There were an estimated 27,312 divorces among roughly 765,000 married members of the active-duty Army, Air Force, Navy and Marine Corps in the 12 months that ended Sept. 30, the Pentagon reported Friday.
That’s a divorce rate of about 3.6 percent, compared with 3.4 percent a year earlier, according to figures from the Defense Manpower Data Center. Marriages among reservists failed at a rate of 2.8 percent compared to 2.7 the previous year.
Air Force Maj. April Cunningham, a Defense Department spokeswoman, said the latest year-to-year change was relatively small because the services have made available programs focused on strengthening and enriching family bonds among couples.
“We believe these programs are instrumental in mitigating the stresses deployment places on marriages,” said Cunningham.
Still, the figures show a slow but steady upward trend in recent years as American forces fought the two wars in Iraq and Afghanistan.
Friday’s reported 3.6 percent rate is a full percentage point above the 2.6 percent reported in late 2001, when the U.S. began sending troops to Afghanistan in response to the Sept 11 terrorist attacks.
As in previous years, women in uniform suffered much higher divorce rates than their male counterparts: 7.7 percent compared to 3 percent for men in 2009.
There’s no comparable annual system for tracking the national or civilian divorce rate, though the Centers for Disease Control said in 2005 that 43 percent of all first marriages end in divorce within 10 years.
“Every marriage has controllable and uncontrollable factors,” said Joe Davis, spokesman for the Veterans of Foreign Wars. “But when you interject eight years of war, preparing for war, being at war, coming home and having to think about going back to war again — and when you have children — it just has a tremendous impact on the family unit.”
Davis said that the military prides itself on taking care of military families.
Programs run by chaplains, mental health officials and family services agencies provide service members access to retreats, couples’ counseling, workshops and other programs aimed at easing the strain of separation. Troops and spouses are advised on how long absences may affect family relationships and how to adjust to problems that arise after homecomings.
“Still, at the end of the day, it’s that one mother or father who has to go home and close the door and be home alone with their children,” said Davis. “There’s nothing you can do that will end the stress of having a loved one at war … until the war ends.”
Critics complain annually that the divorce rate reported by the Pentagon comes nowhere close to depicting the damage done to marriages and families by the two ongoing wars.
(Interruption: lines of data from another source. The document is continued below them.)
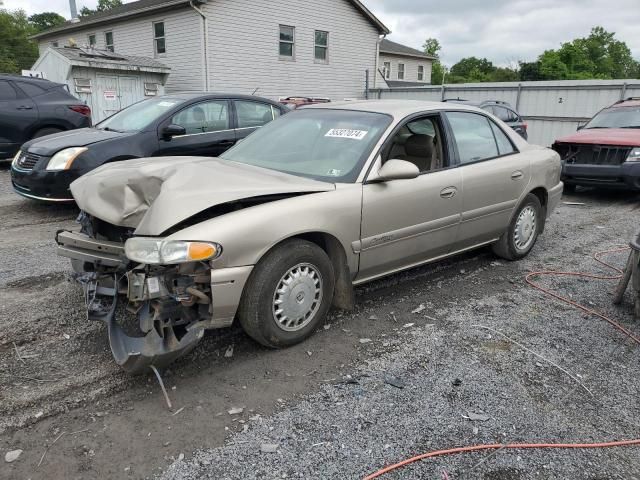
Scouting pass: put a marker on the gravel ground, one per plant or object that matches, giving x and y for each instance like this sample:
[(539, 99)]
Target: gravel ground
[(451, 368), (325, 403)]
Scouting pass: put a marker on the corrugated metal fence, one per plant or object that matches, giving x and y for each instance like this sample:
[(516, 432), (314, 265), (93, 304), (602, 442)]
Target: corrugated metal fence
[(551, 108)]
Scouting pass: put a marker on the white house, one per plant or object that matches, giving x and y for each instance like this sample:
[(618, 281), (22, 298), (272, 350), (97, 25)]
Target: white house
[(272, 47), (403, 66)]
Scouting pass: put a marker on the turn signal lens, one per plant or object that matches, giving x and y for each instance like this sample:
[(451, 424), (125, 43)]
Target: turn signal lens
[(201, 251), (166, 252)]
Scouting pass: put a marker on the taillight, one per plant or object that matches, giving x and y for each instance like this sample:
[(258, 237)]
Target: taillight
[(81, 109)]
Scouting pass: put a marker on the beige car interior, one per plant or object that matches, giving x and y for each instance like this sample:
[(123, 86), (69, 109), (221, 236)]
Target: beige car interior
[(419, 142)]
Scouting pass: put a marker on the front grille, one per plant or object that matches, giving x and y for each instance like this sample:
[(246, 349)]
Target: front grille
[(581, 154), (27, 160)]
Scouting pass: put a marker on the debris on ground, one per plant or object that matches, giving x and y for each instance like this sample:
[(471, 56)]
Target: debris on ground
[(12, 456), (269, 447), (421, 308), (394, 381)]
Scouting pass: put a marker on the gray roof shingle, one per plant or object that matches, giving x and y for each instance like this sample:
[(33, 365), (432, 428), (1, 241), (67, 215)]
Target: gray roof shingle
[(393, 48), (76, 54)]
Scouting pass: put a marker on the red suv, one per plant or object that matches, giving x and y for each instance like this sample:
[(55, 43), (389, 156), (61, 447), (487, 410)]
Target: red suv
[(606, 151)]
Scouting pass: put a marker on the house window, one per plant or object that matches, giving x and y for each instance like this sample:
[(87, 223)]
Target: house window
[(287, 41), (321, 45), (108, 40), (158, 38)]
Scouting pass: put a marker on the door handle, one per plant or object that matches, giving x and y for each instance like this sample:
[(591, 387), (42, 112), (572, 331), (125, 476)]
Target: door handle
[(448, 192)]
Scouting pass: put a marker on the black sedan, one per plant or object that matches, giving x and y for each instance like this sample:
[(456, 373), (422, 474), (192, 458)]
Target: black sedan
[(33, 107), (180, 124)]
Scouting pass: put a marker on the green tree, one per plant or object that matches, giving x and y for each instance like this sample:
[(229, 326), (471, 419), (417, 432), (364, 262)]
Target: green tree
[(103, 6), (17, 52), (45, 20)]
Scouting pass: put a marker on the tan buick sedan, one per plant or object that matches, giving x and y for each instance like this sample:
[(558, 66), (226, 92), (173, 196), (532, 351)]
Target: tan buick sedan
[(283, 225)]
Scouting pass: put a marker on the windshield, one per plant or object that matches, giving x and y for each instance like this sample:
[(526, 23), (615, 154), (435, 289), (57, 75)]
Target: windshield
[(620, 117), (324, 144), (138, 116)]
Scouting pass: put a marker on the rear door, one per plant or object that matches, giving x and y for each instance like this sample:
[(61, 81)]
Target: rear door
[(208, 130), (407, 222), (494, 176), (251, 115), (18, 113)]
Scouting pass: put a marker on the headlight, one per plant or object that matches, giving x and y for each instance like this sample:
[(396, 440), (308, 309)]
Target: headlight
[(163, 252), (634, 155), (64, 158), (14, 162)]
“Those numbers seem extremely conservative and they are not at all representative from what we’re hearing from the community,” said Paul Rieckhoff, who served with the Third Infantry Division and founded the Iraq and Afghanistan Veterans of America.
“Every time my unit got deployed, we saw a whole new round of divorces,” he said, estimating that the marital fallout is closer to double digits than to the Pentagon rate.
The Pentagon number doesn’t count veterans, who divorce after leaving the services, let alone reflect other possible wartime consequences on families, such as increases in alcoholism or the toll on orphaned or emotionally stressed children of troops.
And the statistics do not speak to troubled but intact marriages. In an Army battlefield survey taken in Iraq in the spring, nearly 22 percent of young combat soldiers questioned said they planned to get a divorce or separation, compared to 12.4 percent in a survey conducted in 2003.